Mohammad Reza Khatami, leader of the Islamic Iran Participation Front (search) and brother of Iran's president, said the party would not field any candidates because thousands of liberal candidates have been disqualified from the polls by hard-line clerics of the Guardian Council.
Many of the disqualified candidates are sitting lawmakers, including Khatami, who also is deputy parliament speaker.
"We have no hope for the possibility of free and fair elections. All legal opportunities have been killed," Khatami said.
Earlier, the government spokesman said Iranian Cabinet ministers backed calls to postpone the vote and vowed during an emergency meeting not to hold a sham election. The decision came after Interior Minister Abdolvahed Mousavi Lari presented a report saying conditions for free elections did not exist.
"The Cabinet also agreed not to hold elections that are not competitive, fair and free," spokesman Abdollah Ramezanzadeh said.
Reformist President Mohammad Khatami did not attend the Cabinet meeting because he is resting at home with severe back pain.
The five ministers assigned last week to reach a compromise with the council said their efforts had failed "despite showing flexibility," Ramezanzadeh said.

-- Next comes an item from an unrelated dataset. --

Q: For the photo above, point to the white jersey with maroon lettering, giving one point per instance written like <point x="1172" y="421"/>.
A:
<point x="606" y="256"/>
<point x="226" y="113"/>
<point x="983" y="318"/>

The powerful council ultimately decides when an election is held, but the government's position strengthens the hand of reformists demanding a boycott.
Without the participation of the Islamic Iran Participation Front, enough hard-line candidates will run uncontested to retake control of parliament from the reformists. Reformists won the parliament in 2000 for the first time since the 1979 Islamic Revolution, and used it as a platform to press for social and political reforms.
The controversy began last month when the Guardian Council (search), whose 12 members are appointed by Iran's supreme leader, Ayatollah Ali Khamenei, disqualified more than 3,600 of the 8,200 people filing papers to run in the polls.
After protests and an opinion from Khamenei, the council Friday restored 1,160 low-profile candidates to the list — still keeping more than 2,400 candidates out.
Reformists say the council disqualified liberal candidates to fix the election in favor of conservatives. The hard-liners repeatedly have thwarted President Khatami's efforts toward greater democracy and a relaxation of the Islamic social code.
The council denies political motives and argues that the disqualified candidates lacked the criteria to stand for election, even though more than 80 of them were elected in 2000.
Some 124 lawmakers in the 290-seat Majlis (search), or parliament, resigned Sunday in a dramatic gesture intended to force the clerical hierarchy to reinstate the candidates.
Hard-liners may have to resort to extraordinary measures — perhaps even relying on the elite revolutionary guards and other armed forces — simply to hold the elections in two weeks as scheduled.